Poszli. Prowadzili Namjoon i Seokjin. Trochę za nimi byli Hoseok, Jeonnie, Yoongi i Kira, a potem Tae, Seol, Jiran, Jimin, Jungkook i Yongsun. Poruszali się w ciemności przez krzaki, tak na wszelki wypadek, żeby pozostać niezauważonym przez kogokolwiek, przez kogo nie chcieliby zostać zobaczeni. Zatrzymali się dopiero wtedy, kiedy mogli już mniej więcej widzieć miejsce, w którym przed chwilą wybuchła nagła wrzawa. Ich oczom ukazali się ludzie z MedJedu. Byli oni ustawieni w ciasnej kupce na środku obozowiska.
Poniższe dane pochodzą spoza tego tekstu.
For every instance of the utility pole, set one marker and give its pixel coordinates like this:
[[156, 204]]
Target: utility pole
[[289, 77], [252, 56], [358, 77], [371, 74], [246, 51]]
Każdy z nich miał ręce splecione za głową, a większość z nich wyglądała na ewidentnie przestraszonych.

Natomiast ze wszystkich stron, okrążając gromadkę, mierzyli do nich z karabinów inni ludzie. Na początku nikt z ukrytej w krzakach grupki nie wiedziął kim oni są i czemu zaatakowali MedJed, ale już po chwili odpowiedzi na te pytania same wyszły zza jednego z samochodów. Byli to Raein i Kyora. Jednym słowem SURVIVAL.
- Jak oni się tu...!? - chciała zapytać Jeonnie, ale Hobi i Yoongi natychmiast uciszyli ją przeciągłym "csiiii".
Chwilę potem, z tego samego miejsca, z którego wyszła tamta dwójka, wychynęła także postać znajomej im, czarnowłosej dziewczyny.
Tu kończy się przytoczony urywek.